We can plot the “upper” and “lower” bounding boxes:

```
ggplot(dat_fit, aes(x = x, y = y / 100)) +
geom_point() +
geom_line(aes(y = preds)) +
geom_rect(data = io, aes(xmin = -a / 2, xmax = a / 2,
ymin = 0, ymax = b), alpha = 0.1, fill = "green", inherit.aes = FALSE)
```

Lastly, it’s interesting to see the statistical relationship between \(a\), and \(b\). A simple scatter plot will do:

```
ggplot(pdat, aes(x = a, y = b)) +
geom_point(alpha = 0.3)
```

Clearly there is some correlation, but this is of no concern.

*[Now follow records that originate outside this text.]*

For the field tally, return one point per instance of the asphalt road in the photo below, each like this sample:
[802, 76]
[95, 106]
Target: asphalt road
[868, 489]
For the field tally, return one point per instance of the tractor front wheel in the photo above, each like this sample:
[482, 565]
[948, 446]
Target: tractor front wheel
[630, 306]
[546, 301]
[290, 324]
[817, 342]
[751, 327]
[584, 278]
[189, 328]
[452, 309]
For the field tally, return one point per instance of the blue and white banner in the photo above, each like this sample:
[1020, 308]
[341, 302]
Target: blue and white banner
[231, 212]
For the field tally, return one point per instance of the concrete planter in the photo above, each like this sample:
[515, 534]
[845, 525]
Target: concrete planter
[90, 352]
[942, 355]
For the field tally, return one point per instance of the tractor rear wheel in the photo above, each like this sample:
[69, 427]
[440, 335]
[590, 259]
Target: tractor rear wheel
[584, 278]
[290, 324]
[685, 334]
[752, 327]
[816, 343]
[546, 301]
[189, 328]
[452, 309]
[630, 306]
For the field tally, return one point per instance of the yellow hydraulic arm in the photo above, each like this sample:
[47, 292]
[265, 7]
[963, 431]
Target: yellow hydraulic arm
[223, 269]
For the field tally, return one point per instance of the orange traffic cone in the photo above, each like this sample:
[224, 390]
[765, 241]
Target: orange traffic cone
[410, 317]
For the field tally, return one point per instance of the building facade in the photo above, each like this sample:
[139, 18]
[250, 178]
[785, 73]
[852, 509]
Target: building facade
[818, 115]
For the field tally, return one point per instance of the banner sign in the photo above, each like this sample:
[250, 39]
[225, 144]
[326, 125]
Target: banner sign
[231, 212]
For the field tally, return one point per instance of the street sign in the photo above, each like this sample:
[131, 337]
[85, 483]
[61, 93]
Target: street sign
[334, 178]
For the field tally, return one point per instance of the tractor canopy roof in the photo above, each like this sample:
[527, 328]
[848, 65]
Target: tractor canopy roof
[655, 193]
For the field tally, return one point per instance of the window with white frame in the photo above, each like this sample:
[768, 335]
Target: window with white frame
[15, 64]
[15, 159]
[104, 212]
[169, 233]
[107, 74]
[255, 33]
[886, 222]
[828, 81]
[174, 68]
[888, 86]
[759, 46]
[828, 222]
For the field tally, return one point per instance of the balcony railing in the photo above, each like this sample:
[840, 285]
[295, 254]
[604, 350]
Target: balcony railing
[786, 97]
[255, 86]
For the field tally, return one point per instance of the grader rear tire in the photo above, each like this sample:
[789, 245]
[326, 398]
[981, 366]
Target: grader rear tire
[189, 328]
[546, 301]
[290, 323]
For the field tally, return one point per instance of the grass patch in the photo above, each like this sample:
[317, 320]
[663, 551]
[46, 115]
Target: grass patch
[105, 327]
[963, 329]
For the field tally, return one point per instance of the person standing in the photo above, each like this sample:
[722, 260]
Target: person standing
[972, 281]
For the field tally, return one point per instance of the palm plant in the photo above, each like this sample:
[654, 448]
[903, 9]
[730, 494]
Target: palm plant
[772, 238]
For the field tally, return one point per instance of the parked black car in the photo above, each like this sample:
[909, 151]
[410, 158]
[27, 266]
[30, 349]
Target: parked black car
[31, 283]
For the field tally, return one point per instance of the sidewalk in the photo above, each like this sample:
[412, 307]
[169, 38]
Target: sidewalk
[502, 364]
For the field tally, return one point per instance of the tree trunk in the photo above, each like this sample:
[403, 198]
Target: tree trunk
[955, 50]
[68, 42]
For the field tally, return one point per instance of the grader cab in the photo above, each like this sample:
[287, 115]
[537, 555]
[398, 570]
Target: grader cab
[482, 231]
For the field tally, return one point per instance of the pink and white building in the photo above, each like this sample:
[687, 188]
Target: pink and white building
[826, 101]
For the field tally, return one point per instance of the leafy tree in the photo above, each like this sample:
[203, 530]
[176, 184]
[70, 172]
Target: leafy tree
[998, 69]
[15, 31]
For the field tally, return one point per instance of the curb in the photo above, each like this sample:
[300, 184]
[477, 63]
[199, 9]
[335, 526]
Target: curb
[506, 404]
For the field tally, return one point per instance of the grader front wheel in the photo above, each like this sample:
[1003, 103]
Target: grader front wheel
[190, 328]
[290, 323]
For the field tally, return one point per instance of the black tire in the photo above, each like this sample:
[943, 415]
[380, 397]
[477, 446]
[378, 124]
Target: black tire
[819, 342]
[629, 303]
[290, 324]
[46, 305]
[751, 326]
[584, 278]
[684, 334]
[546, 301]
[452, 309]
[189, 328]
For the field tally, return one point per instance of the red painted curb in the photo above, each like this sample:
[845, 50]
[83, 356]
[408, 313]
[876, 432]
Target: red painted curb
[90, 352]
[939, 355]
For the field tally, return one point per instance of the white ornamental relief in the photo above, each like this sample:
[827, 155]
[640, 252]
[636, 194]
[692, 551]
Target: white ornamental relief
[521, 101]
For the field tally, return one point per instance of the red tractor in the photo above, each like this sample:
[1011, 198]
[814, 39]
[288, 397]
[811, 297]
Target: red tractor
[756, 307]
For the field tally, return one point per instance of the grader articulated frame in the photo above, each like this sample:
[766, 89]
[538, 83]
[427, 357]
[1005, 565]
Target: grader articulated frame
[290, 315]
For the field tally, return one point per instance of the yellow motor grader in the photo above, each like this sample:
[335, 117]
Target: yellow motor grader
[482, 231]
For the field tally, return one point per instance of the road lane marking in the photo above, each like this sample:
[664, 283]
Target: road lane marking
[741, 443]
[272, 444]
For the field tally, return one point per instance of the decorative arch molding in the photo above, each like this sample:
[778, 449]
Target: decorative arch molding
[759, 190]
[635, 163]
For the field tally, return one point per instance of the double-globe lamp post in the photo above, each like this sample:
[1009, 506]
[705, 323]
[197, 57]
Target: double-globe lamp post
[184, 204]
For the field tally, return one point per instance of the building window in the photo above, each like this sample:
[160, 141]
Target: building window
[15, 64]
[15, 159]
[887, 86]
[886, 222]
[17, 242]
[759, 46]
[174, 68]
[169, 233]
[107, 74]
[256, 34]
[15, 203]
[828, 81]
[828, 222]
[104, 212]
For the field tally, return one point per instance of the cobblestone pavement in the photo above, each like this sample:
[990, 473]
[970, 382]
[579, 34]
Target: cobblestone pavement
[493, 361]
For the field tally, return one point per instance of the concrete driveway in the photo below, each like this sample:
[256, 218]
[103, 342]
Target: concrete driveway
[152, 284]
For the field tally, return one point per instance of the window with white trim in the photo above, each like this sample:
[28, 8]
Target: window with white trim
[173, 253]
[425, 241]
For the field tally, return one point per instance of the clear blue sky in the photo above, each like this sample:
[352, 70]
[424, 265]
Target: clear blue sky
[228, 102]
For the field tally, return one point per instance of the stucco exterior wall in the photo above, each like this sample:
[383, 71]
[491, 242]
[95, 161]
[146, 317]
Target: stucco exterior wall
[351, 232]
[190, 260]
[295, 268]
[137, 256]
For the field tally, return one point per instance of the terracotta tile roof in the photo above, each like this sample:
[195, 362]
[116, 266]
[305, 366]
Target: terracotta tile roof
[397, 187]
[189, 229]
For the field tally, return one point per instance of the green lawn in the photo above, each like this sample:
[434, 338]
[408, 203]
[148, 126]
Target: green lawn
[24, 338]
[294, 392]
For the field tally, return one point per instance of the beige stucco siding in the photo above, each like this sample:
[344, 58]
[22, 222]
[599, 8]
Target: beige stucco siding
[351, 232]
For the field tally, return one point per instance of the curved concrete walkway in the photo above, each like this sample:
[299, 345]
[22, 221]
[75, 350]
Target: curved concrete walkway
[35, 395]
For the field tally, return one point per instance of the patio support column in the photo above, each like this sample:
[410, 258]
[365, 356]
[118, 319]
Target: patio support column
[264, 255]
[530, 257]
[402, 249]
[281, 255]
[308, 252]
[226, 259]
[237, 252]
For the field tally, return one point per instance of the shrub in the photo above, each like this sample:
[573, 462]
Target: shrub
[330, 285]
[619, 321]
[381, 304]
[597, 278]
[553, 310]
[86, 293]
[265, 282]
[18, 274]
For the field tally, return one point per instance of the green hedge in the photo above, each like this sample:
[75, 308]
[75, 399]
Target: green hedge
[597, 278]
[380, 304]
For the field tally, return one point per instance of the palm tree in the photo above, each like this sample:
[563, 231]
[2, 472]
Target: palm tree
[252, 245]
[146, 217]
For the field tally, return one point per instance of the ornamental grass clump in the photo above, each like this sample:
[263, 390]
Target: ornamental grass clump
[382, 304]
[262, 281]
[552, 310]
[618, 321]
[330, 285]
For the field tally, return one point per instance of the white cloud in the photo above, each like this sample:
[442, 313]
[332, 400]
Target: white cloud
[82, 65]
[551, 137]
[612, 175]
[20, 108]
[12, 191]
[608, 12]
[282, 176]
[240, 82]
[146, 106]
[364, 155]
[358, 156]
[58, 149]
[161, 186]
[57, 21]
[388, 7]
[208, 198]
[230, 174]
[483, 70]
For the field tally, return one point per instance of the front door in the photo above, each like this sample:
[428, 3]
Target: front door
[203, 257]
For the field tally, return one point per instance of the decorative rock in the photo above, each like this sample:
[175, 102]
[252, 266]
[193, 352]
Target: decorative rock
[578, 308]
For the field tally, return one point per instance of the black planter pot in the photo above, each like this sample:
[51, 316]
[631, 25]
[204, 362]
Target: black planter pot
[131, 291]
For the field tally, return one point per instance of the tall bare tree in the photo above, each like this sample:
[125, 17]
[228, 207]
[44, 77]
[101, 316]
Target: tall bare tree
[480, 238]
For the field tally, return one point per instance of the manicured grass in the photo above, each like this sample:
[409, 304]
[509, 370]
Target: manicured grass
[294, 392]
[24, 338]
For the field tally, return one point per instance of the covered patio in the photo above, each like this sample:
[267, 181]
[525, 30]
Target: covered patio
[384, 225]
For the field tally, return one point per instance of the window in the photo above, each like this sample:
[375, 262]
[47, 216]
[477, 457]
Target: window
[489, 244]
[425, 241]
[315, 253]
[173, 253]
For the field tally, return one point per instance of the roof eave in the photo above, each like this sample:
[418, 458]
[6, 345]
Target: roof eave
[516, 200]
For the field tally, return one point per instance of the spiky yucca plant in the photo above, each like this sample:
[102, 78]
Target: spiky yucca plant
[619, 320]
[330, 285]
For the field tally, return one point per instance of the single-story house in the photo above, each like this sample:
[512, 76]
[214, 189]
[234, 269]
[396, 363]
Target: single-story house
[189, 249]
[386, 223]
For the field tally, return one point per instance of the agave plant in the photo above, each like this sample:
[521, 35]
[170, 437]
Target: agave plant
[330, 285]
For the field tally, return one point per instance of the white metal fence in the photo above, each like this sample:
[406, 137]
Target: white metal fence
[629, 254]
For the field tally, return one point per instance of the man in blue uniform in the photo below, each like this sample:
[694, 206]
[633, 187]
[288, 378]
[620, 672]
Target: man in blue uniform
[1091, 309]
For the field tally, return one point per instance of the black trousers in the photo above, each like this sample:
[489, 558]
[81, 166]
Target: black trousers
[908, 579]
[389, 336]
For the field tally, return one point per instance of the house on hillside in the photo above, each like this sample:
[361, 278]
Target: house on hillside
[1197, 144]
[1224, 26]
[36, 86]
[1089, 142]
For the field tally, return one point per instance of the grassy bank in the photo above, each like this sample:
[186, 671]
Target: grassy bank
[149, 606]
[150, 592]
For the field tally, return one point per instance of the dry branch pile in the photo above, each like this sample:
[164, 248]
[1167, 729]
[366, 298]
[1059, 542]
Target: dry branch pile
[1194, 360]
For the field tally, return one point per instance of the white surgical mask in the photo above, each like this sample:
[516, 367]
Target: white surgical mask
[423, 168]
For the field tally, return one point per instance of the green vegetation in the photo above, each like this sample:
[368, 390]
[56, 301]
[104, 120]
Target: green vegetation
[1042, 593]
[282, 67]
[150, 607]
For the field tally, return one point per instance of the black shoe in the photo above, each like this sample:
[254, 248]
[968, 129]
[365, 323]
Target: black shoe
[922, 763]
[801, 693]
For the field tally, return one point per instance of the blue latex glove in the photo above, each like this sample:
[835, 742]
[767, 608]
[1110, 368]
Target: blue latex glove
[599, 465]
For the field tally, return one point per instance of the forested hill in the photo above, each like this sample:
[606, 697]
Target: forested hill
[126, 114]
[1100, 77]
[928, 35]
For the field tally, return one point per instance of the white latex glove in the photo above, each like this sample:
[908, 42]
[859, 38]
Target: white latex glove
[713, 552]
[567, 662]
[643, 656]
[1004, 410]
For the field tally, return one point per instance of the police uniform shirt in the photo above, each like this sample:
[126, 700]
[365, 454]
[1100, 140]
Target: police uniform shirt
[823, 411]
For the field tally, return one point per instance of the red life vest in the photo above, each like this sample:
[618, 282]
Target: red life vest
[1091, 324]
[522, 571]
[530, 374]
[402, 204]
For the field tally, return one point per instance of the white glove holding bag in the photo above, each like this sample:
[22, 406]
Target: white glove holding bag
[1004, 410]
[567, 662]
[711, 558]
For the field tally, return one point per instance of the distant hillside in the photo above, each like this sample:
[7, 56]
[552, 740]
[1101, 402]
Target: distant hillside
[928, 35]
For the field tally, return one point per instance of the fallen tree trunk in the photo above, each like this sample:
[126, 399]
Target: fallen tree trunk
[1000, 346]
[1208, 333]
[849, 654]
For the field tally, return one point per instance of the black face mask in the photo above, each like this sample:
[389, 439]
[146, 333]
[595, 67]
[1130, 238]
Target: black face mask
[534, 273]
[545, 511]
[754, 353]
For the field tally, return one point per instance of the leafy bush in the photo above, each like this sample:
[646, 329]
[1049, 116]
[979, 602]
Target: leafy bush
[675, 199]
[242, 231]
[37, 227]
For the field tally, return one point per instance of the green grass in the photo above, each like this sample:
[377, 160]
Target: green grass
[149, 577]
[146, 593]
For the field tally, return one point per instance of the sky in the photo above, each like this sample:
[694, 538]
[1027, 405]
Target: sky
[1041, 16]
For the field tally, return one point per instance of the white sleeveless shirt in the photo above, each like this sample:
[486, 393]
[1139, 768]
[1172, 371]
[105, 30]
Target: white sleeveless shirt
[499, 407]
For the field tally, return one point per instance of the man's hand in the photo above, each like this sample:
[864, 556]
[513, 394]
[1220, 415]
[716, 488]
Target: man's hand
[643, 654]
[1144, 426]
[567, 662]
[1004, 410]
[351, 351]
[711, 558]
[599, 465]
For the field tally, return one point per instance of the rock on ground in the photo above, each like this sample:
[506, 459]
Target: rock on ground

Take-away: the typical box is a derived statistic. It’s a function of an integral of a model fit.
Under classical statistics, finding a confidence region for the typical box would be extraordinarily
difficult. We would have had to bootstrap or use the delta method to work out the distribution of
\((a,b)\). In a Bayesian setting, it’s remarkably simple: we simply apply the function `typical_box`

to the MCMC draws of the posterior distribution. Not only is this simple, it is an exact method.